Brazil on Monday posted a $2.35 billion trade deficit in November, the country's worst monthly result in 20 years, and cementing its slide into the red for the year after a decade of surpluses.
The deficit for the year to date stands at $4.2 billion, the worst showing since 1998, the ministry of trade said, and November's monthly deficit was 15 times worse than last year's.
The country typically posts a surplus in December, but it is unlikely to be enough to bring the ledger back into black, the ministry said.
The last year Brazil posted an end-of-year deficit was in 2000.
Total imports in November were just under $18 billion, outstripping exports of $15.6 billion, the ministry said.
Export figures took a hit from dropping prices in raw materials and the economic crisis in neighboring Argentina, a major purchaser of Brazilian products.
Brazil fell into recession earlier this year and has suffered relatively low growth for four years.

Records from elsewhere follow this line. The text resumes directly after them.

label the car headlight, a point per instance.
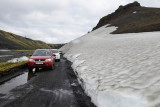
(48, 60)
(31, 60)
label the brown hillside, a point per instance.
(133, 18)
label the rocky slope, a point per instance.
(133, 18)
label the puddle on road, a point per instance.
(5, 55)
(17, 81)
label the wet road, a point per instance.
(45, 88)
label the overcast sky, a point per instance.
(57, 21)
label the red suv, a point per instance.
(41, 58)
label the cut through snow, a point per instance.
(16, 60)
(121, 70)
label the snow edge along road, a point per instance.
(113, 69)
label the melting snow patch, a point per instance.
(117, 70)
(15, 60)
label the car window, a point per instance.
(42, 53)
(54, 51)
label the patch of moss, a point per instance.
(4, 66)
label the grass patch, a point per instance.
(4, 66)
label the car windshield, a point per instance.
(42, 53)
(54, 51)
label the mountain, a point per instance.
(132, 18)
(12, 41)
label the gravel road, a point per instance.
(47, 88)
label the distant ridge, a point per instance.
(133, 18)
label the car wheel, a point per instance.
(30, 69)
(51, 68)
(37, 69)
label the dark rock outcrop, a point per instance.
(133, 18)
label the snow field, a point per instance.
(121, 70)
(16, 60)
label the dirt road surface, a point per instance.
(45, 88)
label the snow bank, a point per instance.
(121, 70)
(15, 60)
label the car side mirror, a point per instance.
(60, 52)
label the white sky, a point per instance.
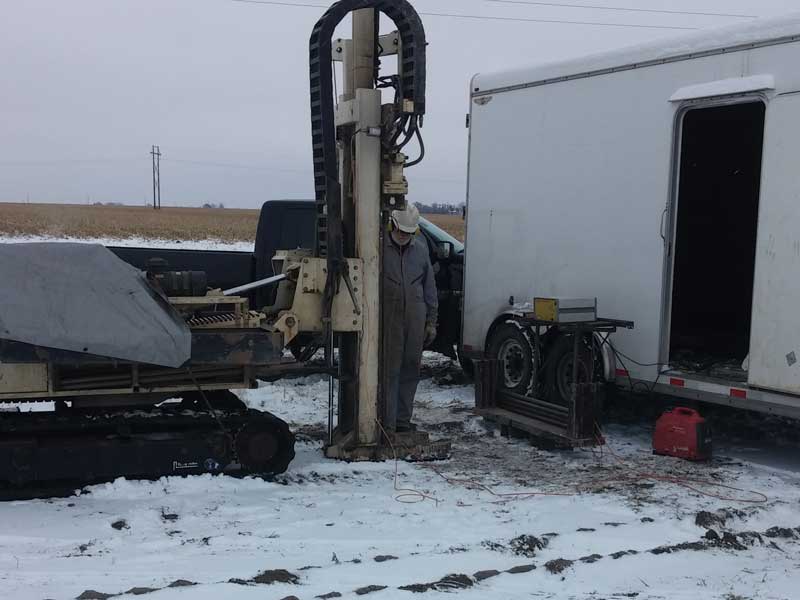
(89, 85)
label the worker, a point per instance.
(410, 306)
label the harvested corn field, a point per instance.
(123, 222)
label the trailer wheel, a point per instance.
(559, 367)
(511, 345)
(467, 366)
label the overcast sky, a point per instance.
(222, 86)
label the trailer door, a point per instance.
(775, 334)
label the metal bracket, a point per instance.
(388, 45)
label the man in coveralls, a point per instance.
(410, 306)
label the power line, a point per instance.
(625, 9)
(227, 165)
(486, 17)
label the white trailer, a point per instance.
(664, 180)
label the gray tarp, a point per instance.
(82, 298)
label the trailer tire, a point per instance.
(511, 345)
(467, 366)
(558, 368)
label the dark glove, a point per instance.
(430, 333)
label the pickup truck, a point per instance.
(287, 224)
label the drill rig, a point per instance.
(136, 367)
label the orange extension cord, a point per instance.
(632, 475)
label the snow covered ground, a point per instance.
(616, 523)
(598, 527)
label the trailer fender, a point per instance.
(607, 356)
(600, 339)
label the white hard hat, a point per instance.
(406, 220)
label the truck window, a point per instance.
(440, 235)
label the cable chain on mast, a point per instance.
(412, 96)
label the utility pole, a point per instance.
(156, 153)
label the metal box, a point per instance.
(565, 310)
(19, 378)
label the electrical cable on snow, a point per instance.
(689, 483)
(405, 495)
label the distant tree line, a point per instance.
(439, 209)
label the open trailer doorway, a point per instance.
(717, 203)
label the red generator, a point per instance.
(683, 433)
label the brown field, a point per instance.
(452, 224)
(119, 222)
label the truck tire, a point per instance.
(558, 368)
(511, 345)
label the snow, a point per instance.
(327, 521)
(725, 87)
(135, 242)
(752, 32)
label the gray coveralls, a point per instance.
(410, 302)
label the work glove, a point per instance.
(430, 333)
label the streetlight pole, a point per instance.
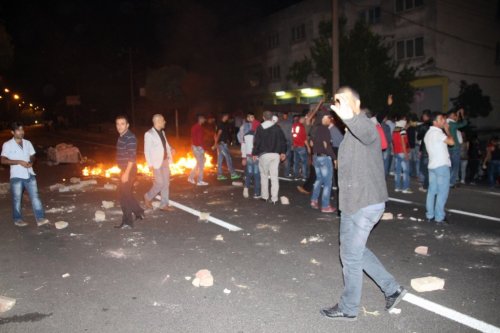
(335, 47)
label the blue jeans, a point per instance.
(356, 257)
(252, 171)
(402, 168)
(199, 154)
(300, 156)
(455, 164)
(223, 153)
(437, 194)
(387, 159)
(17, 185)
(493, 172)
(324, 170)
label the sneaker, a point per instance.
(328, 209)
(20, 224)
(336, 314)
(42, 222)
(394, 299)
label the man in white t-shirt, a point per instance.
(20, 155)
(437, 142)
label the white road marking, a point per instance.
(451, 314)
(455, 211)
(212, 219)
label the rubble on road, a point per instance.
(203, 278)
(61, 225)
(108, 204)
(6, 303)
(429, 283)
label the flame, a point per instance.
(180, 167)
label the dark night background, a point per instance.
(82, 47)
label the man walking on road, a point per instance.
(269, 148)
(198, 151)
(222, 139)
(436, 143)
(126, 158)
(363, 193)
(158, 155)
(20, 155)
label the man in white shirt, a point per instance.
(436, 143)
(20, 155)
(158, 155)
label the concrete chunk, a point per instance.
(429, 283)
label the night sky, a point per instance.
(81, 47)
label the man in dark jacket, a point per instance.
(363, 193)
(269, 148)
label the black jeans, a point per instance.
(127, 201)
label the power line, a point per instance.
(429, 28)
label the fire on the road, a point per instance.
(180, 167)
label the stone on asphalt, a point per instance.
(6, 303)
(429, 283)
(100, 216)
(422, 250)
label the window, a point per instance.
(370, 16)
(274, 73)
(402, 5)
(410, 48)
(298, 32)
(273, 41)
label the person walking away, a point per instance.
(198, 152)
(222, 139)
(286, 126)
(126, 159)
(323, 156)
(269, 148)
(436, 143)
(456, 120)
(251, 166)
(363, 193)
(19, 154)
(401, 151)
(158, 154)
(299, 139)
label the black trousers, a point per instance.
(127, 201)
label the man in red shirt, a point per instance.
(299, 137)
(401, 150)
(198, 151)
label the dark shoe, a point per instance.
(394, 299)
(124, 226)
(336, 314)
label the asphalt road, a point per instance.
(135, 281)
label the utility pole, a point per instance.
(335, 46)
(131, 69)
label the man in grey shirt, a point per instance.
(363, 193)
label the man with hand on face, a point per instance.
(158, 155)
(362, 197)
(20, 155)
(126, 158)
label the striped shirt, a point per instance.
(126, 149)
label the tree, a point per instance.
(365, 65)
(473, 101)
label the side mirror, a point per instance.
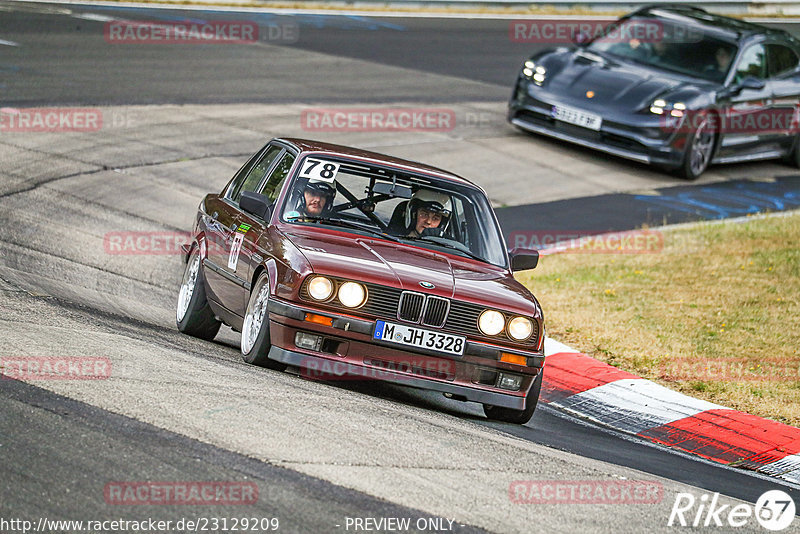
(255, 204)
(523, 259)
(393, 190)
(581, 38)
(750, 82)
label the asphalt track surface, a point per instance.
(318, 452)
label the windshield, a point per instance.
(668, 45)
(382, 201)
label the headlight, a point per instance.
(520, 328)
(352, 294)
(320, 288)
(491, 322)
(661, 107)
(535, 72)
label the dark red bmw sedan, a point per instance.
(347, 263)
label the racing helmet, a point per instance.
(320, 187)
(432, 201)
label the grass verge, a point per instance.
(714, 313)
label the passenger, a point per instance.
(427, 212)
(316, 199)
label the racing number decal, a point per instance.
(317, 169)
(236, 246)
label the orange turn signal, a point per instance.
(513, 358)
(318, 319)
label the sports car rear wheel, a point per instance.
(699, 148)
(255, 331)
(519, 417)
(194, 316)
(793, 157)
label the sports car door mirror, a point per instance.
(580, 38)
(523, 259)
(393, 190)
(753, 83)
(255, 204)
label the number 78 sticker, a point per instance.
(320, 170)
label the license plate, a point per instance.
(411, 336)
(577, 117)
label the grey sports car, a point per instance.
(698, 89)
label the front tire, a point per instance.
(194, 315)
(699, 148)
(255, 330)
(519, 417)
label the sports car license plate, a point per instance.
(412, 336)
(577, 117)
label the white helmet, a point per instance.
(431, 201)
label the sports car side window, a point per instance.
(781, 59)
(753, 63)
(275, 181)
(251, 180)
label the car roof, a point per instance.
(307, 145)
(721, 26)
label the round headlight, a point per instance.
(520, 328)
(352, 294)
(491, 322)
(320, 288)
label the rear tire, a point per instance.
(255, 330)
(519, 417)
(193, 315)
(793, 157)
(699, 148)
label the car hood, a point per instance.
(612, 83)
(391, 264)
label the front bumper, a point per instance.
(636, 137)
(348, 352)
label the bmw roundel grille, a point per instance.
(437, 312)
(425, 309)
(411, 306)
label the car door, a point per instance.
(256, 240)
(784, 78)
(748, 111)
(224, 241)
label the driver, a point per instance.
(427, 210)
(316, 199)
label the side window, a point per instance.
(753, 63)
(273, 186)
(781, 59)
(250, 180)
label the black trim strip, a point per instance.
(345, 368)
(225, 274)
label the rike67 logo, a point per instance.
(774, 510)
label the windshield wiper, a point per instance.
(454, 245)
(347, 224)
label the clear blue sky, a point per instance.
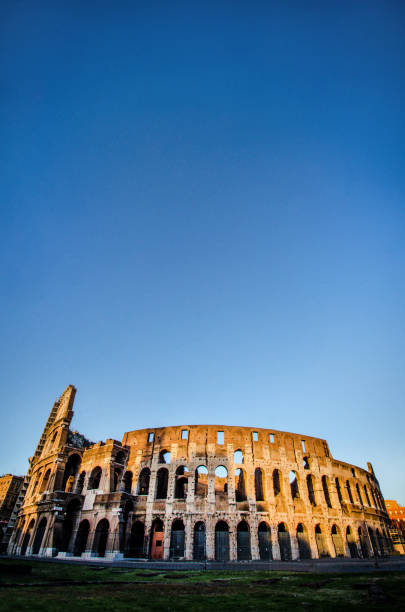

Although GDP raced ahead 7.5 percent in 2010, growth fell back to 2.7 percent the following year, hit just 1.0 percent in 2012 and then rose to 2.5 percent in 2013.
This year's growth forecast is for barely above zero.
Last year saw Brazil post a surplus of $2.6 billion, the country's worst result in 13 years.
A week ago, the government said the world's seventh-largest economy was on the point of exiting recession, with third quarter growth estimated at 0.1 percent after falls of 0.2 and 0.6 percent in the two previous quarters.
President Dilma Rousseff, who was re-elected in October, on Monday named Armando Monteiro as her new trade and industry minister.
The Sao Paulo stock market meanwhile shed 4.47 percent in Monday trading following US and European leads amid concerns over falling oil prices and weak data from China, where falling demand for raw materials has been a prime factor in dragging down Brazilian growth.
The main Ibovespa index closed at 52,276 points with mining companies and electricals leading the falls.
Oil giant Petrobras shed four percent after last week's decision by the Organization of Petroleum Exporting Countries to maintain production at 30 million barrels per day despite a supply glut and plunging prices.